3. You will have to become a scholar on your own. That means that you will have to listen very carefully and you will have to be curious and you will have to set up a plan to satisfy that curiosity. Listen and ask questions, write down the names of books, critics, and theories that you should be familiar. Take the time to read, make notes and study. This is no longer about jumping through hoops. It is about transforming yourself from a student to a scholar.
4. Remember the sacrifices of those that have come before you. Remember what you have gone through to get where you are right now. I grew up in a neighborhood where you could be shot, where people were in very dysfunctional situations: drugs, prison, alcoholism, poverty, racism and prejudice. Always remember where you’ve come from because it will help you to keep university situations in perspective. When I was at Stanford and I had friends freaking out over papers and research projects, ready to crumble from the so-called pressure, I remembered where my people came from and what I’d already undergone, and I thought, this isn’t anything I can’t handle. I will get through this.
5. Keep your eyes on the prize. You are doing this not only for yourself, but for your family, for your community, for your people. This world is in terrible shape. And we need leaders that are thinking about more than getting ahead.
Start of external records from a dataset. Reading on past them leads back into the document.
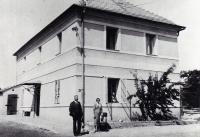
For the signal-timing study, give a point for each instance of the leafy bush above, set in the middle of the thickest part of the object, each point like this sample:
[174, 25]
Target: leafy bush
[155, 95]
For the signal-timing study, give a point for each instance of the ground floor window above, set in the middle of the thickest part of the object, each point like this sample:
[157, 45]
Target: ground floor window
[57, 91]
[113, 90]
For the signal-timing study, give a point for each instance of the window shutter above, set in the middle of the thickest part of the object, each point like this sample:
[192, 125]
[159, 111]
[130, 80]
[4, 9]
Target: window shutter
[105, 90]
[58, 42]
[123, 91]
[56, 91]
[155, 50]
[22, 97]
[118, 38]
[147, 44]
[118, 95]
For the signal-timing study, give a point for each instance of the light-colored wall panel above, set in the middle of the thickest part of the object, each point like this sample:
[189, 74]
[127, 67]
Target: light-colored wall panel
[133, 41]
[69, 38]
[131, 61]
[32, 60]
[55, 64]
[48, 50]
[167, 47]
[94, 35]
[103, 71]
[93, 89]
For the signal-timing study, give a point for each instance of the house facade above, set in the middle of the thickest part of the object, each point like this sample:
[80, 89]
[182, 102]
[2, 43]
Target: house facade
[92, 50]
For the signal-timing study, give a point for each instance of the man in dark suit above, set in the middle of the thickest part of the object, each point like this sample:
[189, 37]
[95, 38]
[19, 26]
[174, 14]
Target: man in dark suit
[77, 114]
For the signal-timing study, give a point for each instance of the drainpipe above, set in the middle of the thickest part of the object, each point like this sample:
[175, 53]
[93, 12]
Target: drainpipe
[82, 54]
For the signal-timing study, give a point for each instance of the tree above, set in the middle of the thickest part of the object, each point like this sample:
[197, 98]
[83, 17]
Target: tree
[191, 88]
[156, 95]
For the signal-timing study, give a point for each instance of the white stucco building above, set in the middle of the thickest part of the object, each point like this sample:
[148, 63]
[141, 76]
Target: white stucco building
[118, 38]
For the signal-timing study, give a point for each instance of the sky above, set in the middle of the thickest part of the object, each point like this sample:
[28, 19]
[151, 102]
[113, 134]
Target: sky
[20, 20]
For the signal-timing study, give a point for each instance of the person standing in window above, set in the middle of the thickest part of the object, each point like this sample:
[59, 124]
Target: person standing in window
[77, 114]
[97, 112]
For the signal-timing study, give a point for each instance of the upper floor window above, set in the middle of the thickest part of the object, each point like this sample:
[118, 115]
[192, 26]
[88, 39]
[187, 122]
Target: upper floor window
[58, 45]
[39, 56]
[111, 38]
[151, 44]
[57, 92]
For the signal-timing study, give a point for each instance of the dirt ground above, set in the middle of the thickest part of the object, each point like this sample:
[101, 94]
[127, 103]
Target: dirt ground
[12, 129]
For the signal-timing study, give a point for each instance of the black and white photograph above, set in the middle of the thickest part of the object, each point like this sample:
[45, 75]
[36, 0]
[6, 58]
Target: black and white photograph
[99, 68]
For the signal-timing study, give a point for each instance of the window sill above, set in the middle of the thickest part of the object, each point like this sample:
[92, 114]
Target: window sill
[115, 50]
[58, 54]
[151, 55]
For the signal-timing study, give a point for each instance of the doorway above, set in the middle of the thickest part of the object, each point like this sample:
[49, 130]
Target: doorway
[12, 104]
[37, 100]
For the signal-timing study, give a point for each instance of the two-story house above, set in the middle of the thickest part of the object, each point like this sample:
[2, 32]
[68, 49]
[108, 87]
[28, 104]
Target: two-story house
[91, 50]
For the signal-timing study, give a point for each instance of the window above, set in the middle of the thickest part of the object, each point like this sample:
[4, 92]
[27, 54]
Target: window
[151, 44]
[39, 56]
[24, 64]
[58, 44]
[113, 90]
[111, 38]
[22, 97]
[57, 92]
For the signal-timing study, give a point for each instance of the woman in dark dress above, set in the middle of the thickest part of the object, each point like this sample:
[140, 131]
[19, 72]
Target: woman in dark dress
[97, 112]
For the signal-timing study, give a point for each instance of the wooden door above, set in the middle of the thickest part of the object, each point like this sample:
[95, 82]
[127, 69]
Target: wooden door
[12, 104]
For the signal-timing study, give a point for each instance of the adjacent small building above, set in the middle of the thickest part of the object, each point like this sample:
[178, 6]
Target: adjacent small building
[91, 50]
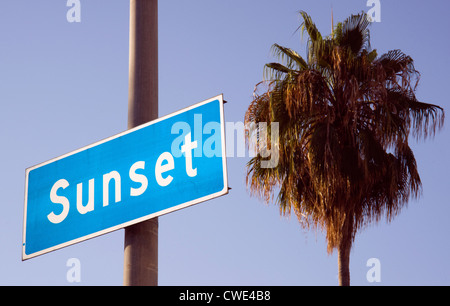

We need people at the helm that understand need and injustice, and who have the will and desire to make a difference in this world, in this country, and in the barrio. You are a statistical anomaly. You are a miracle. Be a force to reckon with. Make up your mind to succeed.
I’ll leave you with this poem that inspired me throughout my education:
In order to arrive at what you do not know
You must go by a way which is the way of ignorance
In order to possess what you do not possess
You must go by the way of dispossession
In order to arrive at what you are not
You must go through the way in which you are not.